The special effect: now and then I dream I am trying to drive a car from the back seat. I am alone in the car and the whole tableaux__ me, the car, the road and all the light of the world__ are rolling into a vanishing iris wipe. 

I dream that I forget in which direction I am headed. The road splits. I panic and take an exit unknown to me. It doesn’t make any difference.

The entropy effect: sometimes I dream that my car changes from a thing I can drive to a thing that cannot be driven. This happens while I am driving and sends me into a screaming red panic.

I dream I’m returning to my car and it’s not there. Nothing’s there. I need help. I park myself in the vacant spot and try to flag down strangers. They turn tail and run.

I dream I’ll have to teach Jack Kerouac’s On the Road every semester for the rest of my sorry life. This happens when I’m awake too and causes me to tremble. I must lie down for a while.

The doppelganger effect: sometimes I dream that the car I know has been replaced by a car I don’t know, but in many ways, it’s the same car, except for the menacing grill.

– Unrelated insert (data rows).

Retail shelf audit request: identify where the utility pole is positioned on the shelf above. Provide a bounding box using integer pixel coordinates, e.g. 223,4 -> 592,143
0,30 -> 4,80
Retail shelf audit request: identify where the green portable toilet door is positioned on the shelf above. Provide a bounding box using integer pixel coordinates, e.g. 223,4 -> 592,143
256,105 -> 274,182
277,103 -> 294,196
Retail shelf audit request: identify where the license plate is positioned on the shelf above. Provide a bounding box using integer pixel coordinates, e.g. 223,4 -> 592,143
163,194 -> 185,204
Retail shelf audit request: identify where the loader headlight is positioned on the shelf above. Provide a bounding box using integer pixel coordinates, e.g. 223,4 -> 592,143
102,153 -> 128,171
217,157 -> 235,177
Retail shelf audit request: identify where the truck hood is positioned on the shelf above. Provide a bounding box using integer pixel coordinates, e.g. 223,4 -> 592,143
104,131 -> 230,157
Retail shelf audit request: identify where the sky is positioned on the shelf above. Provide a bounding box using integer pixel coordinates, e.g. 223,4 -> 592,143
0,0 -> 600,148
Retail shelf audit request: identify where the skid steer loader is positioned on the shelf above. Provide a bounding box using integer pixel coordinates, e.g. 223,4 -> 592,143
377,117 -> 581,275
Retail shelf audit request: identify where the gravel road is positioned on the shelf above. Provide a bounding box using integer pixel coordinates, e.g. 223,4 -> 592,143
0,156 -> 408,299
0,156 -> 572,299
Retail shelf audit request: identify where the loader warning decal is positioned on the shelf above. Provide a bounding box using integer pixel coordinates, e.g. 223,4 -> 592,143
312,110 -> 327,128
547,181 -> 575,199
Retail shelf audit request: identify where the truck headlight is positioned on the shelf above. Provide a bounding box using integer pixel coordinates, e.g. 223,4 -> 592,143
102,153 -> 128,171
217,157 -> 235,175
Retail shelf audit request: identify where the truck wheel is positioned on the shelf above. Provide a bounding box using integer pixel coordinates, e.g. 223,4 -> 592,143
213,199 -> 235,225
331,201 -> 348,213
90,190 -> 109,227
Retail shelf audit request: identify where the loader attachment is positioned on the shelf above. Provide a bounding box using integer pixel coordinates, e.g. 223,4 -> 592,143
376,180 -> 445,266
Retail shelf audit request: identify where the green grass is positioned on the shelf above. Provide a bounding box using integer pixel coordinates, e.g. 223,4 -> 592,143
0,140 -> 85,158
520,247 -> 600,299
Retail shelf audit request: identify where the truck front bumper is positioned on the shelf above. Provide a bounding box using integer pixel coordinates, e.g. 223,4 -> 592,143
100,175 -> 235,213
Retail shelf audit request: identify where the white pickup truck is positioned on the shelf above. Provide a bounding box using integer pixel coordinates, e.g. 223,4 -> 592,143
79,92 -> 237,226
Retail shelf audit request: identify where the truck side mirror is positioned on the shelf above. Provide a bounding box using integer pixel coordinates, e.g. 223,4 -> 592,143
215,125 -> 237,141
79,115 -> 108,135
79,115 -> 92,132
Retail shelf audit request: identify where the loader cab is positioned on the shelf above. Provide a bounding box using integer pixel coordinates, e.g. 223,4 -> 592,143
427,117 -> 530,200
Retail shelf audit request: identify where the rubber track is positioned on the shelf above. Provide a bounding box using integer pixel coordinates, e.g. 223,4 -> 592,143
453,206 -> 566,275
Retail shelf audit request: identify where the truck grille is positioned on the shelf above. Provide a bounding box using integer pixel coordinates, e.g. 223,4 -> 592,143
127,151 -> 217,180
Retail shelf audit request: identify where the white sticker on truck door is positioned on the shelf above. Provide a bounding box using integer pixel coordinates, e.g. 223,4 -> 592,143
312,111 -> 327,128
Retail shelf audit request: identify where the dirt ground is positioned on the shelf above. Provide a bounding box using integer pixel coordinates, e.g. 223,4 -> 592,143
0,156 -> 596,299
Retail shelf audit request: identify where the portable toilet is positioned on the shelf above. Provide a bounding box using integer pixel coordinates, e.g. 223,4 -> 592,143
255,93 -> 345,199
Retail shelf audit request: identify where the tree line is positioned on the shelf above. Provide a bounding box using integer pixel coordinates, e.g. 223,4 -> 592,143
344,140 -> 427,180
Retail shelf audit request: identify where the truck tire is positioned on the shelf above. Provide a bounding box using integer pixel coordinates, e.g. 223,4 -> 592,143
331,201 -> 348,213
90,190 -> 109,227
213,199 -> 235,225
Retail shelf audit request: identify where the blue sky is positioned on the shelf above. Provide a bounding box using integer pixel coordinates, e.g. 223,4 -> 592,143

I’m in the back seat again. There’s no front seat and I’m trying to reach the gas and the brakes with my feet. Sometimes they are bare. Sometimes in slippers. The car is filling up with water. The steering wheel is in my hands; we’re floating in space.

I dream that I fall asleep while driving, and then I dream that I am still driving. No wait. Not a dream.

—I tell her every single word of this and I add what I know to be true. Dream changes are not like real life changes, not like unexpected happenings that can alter a person’s life, or a family’s, or a whole culture’s. I am not a fool. But sometimes I get frightened.